NumPy: astype() to change dtype of an array

Modified: | Tags: Python, NumPy

NumPy arrays (ndarray) hold a data type (dtype). You can set this through various operations, such as when creating an ndarray with np.array(), or change it later with astype().

Essentially, each ndarray is assigned a single dtype, ensuring all elements share the same data type.

While NumPy provides a mechanism for handling multiple data types within a single ndarray, known as "Structured Arrays", this article does not cover this topic. For processing datasets that contain multiple types (for example, columns of both numbers and strings), using pandas is often more convenient.

Refer to the following article for dtype and astype() in pandas.

The NumPy version used in this article is as follows. Note that functionality may vary between versions.

import numpy as np

print(np.__version__)
# 1.26.1

Main data types (dtype) in NumPy

The main data types (dtype) in NumPy are as follows. The range of values that each type of integers and floating-point numbers can take will be discussed later.

dtype Type code Description
int8 i1 8-bit signed integer
int16 i2 16-bit signed integer
int32 i4 32-bit signed integer
int64 i8 64-bit signed integer
uint8 u1 8-bit unsigned integer
uint16 u2 16-bit unsigned integer
uint32 u4 32-bit unsigned integer
uint64 u8 64-bit unsigned integer
float16 f2 Half precision floating-point (1 bit for sign, 5 bits for exponent, 10 bits for mantissa)
float32 f4 Single precision floating-point (1 bit for sign, 8 bits for exponent, 23 bits for mantissa)
float64 f8 Double precision floating-point (1 bit for sign, 11 bits for exponent, 52 bits for mantissa)
float128 f16 Quadruple precision floating-point type (1 bit for sign, 15 bits for exponent, 112 bits for mantissa)
complex64 c8 Complex number (real and imaginary parts are float32)
complex128 c16 Complex number (real and imaginary parts are float64)
complex256 c32 Complex number (real and imaginary parts are float128)
bool ? Boolean (True or False)
unicode U Unicode string
object O Python object

The numeric suffix in a dtype name indicates the number of bits, whereas the numeric suffix in a type code indicates the number of bytes. Note that the numbers are different even for the same type.

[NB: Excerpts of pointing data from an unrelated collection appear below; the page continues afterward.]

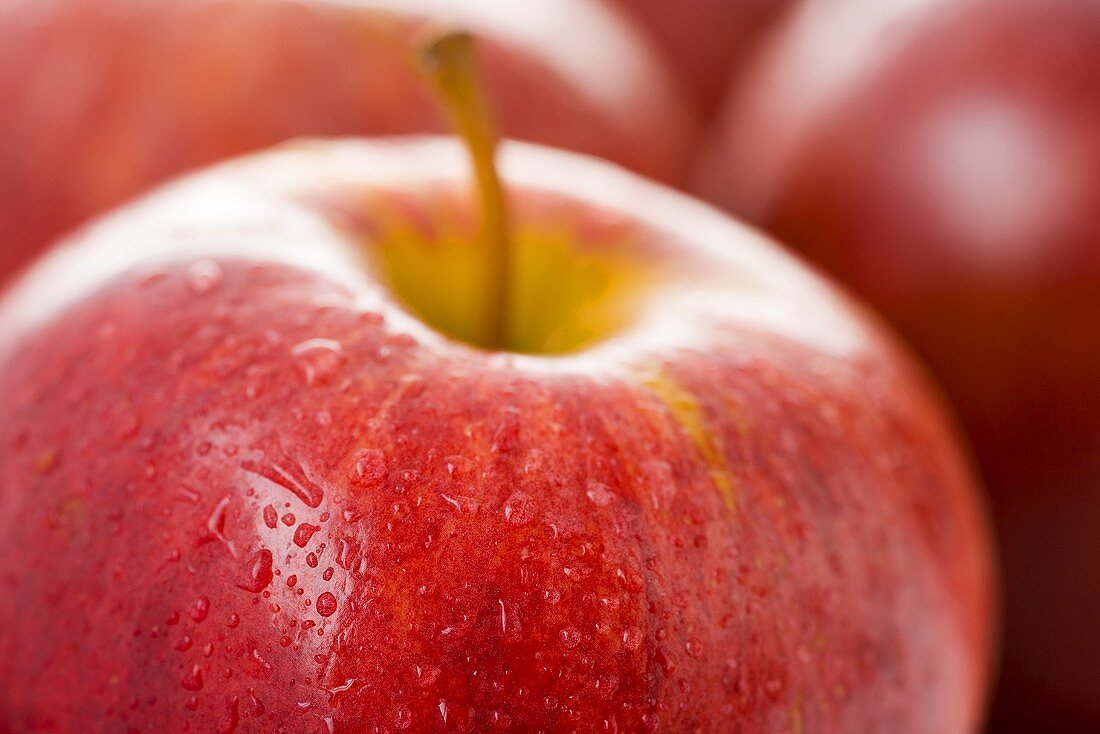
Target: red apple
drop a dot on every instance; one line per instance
(707, 40)
(248, 482)
(948, 168)
(102, 98)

The type code ? for bool does not mean unknown but is literally assigned ?.

When specifying dtype in functions or methods, for example, int64 can be specified in the following three ways:

  • Type object: np.int64
  • Type name as a string: 'int64'
  • Type code as a string: 'i8'
a = np.array([1, 2, 3], dtype=np.int64)
print(a.dtype)
# int64

a = np.array([1, 2, 3], dtype='int64')
print(a.dtype)
# int64

a = np.array([1, 2, 3], dtype='i8')
print(a.dtype)
# int64

Note that when bool, unicode, or object is specified as a type object, it must be suffixed with an underscore _, as in np.bool_, np.unicode_, or np.object_.

Python types such as int, float, and str can also be specified. In this case, they are treated as the equivalent dtype. Examples in Python 3, 64-bit environment are as follows. uint, which is not a standard Python type, is included for convenience.

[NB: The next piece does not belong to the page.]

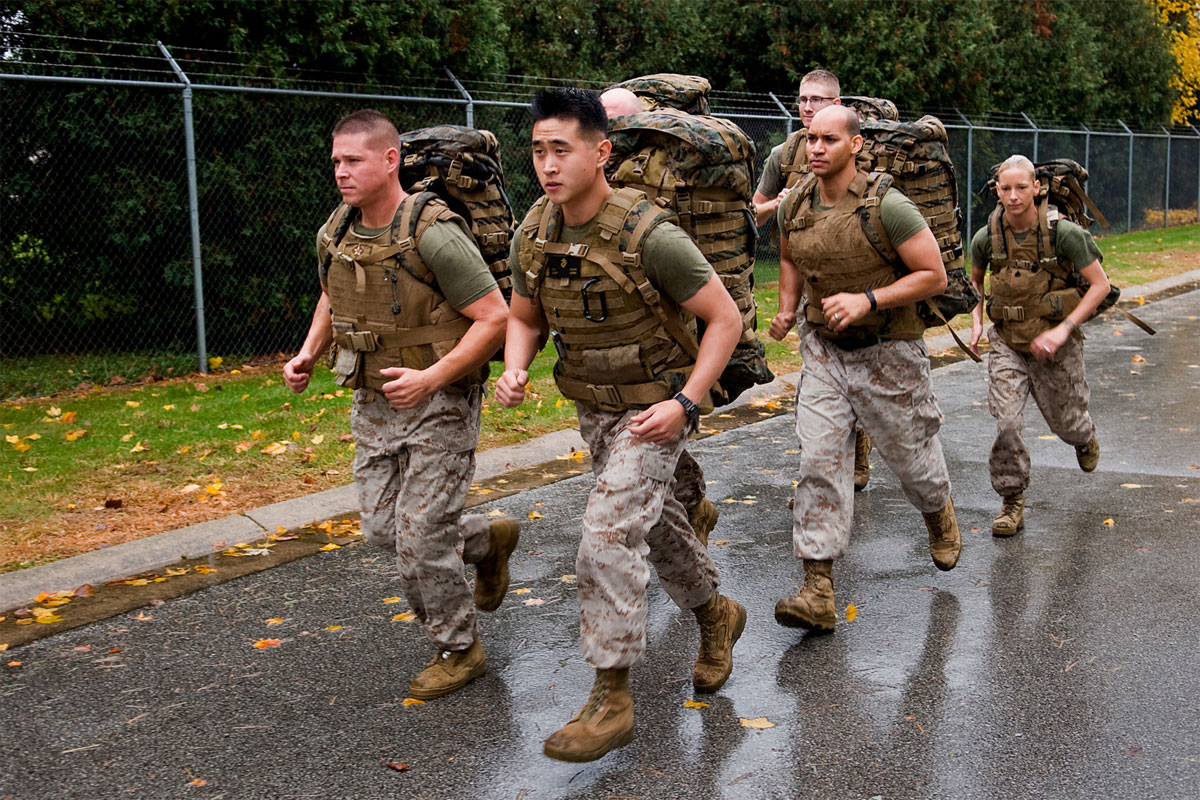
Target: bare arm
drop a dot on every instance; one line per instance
(526, 332)
(298, 372)
(489, 316)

Python type Equivalent dtype example
int int64
float float64
str unicode
(uint) uint64

When specifying as an argument, strings 'int' or 'float' can be used for int or float. The non-Python type uint must be specified using the string 'uint'.

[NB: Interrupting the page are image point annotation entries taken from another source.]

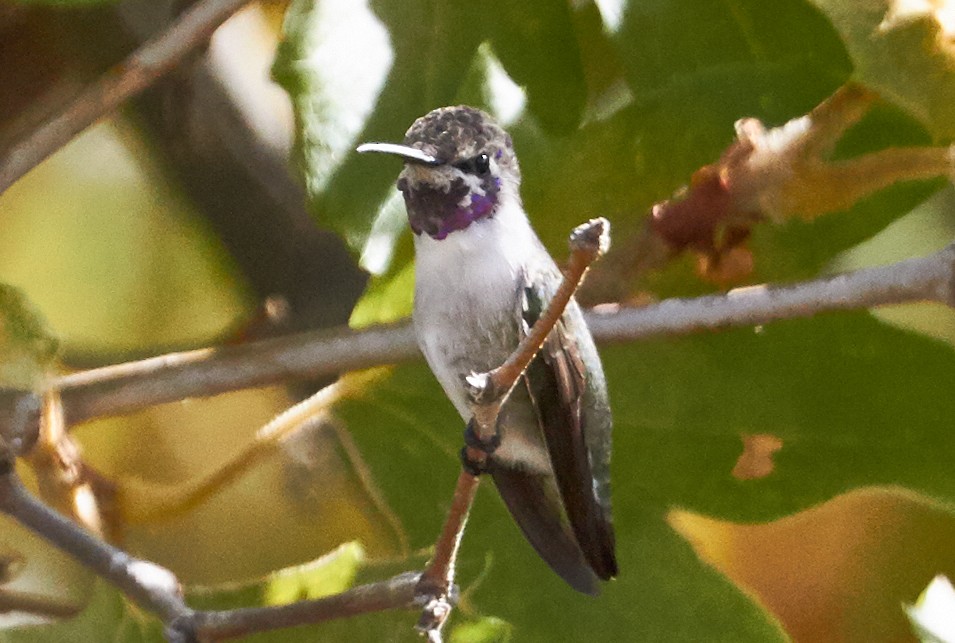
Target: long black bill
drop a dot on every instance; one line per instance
(407, 153)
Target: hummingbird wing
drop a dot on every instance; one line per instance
(557, 383)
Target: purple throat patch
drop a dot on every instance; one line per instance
(438, 213)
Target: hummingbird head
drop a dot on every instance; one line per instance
(459, 167)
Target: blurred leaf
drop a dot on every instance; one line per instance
(108, 616)
(536, 43)
(854, 402)
(66, 4)
(665, 43)
(485, 630)
(332, 573)
(346, 191)
(904, 51)
(27, 347)
(410, 437)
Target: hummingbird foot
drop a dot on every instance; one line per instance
(484, 446)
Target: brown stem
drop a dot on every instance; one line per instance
(395, 593)
(141, 69)
(124, 388)
(437, 582)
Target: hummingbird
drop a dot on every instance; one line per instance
(482, 278)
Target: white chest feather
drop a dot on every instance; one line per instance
(467, 289)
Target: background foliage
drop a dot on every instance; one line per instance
(612, 107)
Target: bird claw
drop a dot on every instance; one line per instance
(486, 446)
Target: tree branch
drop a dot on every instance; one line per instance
(147, 584)
(124, 388)
(397, 592)
(142, 68)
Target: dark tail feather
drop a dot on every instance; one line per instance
(537, 511)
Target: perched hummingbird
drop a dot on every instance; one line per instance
(482, 277)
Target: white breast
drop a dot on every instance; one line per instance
(466, 295)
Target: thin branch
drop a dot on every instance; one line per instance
(929, 278)
(140, 70)
(437, 581)
(395, 593)
(134, 386)
(124, 388)
(147, 584)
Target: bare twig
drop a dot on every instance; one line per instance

a = np.array([1, 2, 3], dtype=int)
print(a.dtype)
# int64

a = np.array([1, 2, 3], dtype='int')
print(a.dtype)
# int64

Range of numeric types (minimum and maximum values)

The range of values for integer (int, uint) and floating-point number (float) can be checked with np.iinfo() and np.finfo().

np.iinfo()

Use np.iinfo() for integers (int, uint).

Specifying a data type as an argument returns a numpy.iinfo object, which can be inspected using print() to see an overview, or its max and min attributes can be accessed to obtain the maximum and minimum values as numbers.

The following example uses np.int64, but strings such as 'int64' or 'i8' can also be used.

ii = np.iinfo(np.int64)
print(type(ii))
# <class 'numpy.iinfo'>

print(ii)
# Machine parameters for int64
# ---------------------------------------------------------------
# min = -9223372036854775808
# max = 9223372036854775807
# ---------------------------------------------------------------
# 

print(ii.max)
# 9223372036854775807

print(type(ii.max))
# <class 'int'>

print(ii.min)
# -9223372036854775808

print(ii.bits)
# 64

You can also specify the value directly as an argument.

i = 100
print(type(i))
# <class 'int'>

print(np.iinfo(i))
# Machine parameters for int64
# ---------------------------------------------------------------
# min = -9223372036854775808
# max = 9223372036854775807
# ---------------------------------------------------------------
# 

ui = np.uint8(100)
print(type(ui))
# <class 'numpy.uint8'>

print(np.iinfo(ui))
# Machine parameters for uint8
# ---------------------------------------------------------------
# min = 0
# max = 255
# ---------------------------------------------------------------
# 

NumPy arrays (ndarray) cannot be specified. You need to specify either the data type of the array or provide a specific value instead.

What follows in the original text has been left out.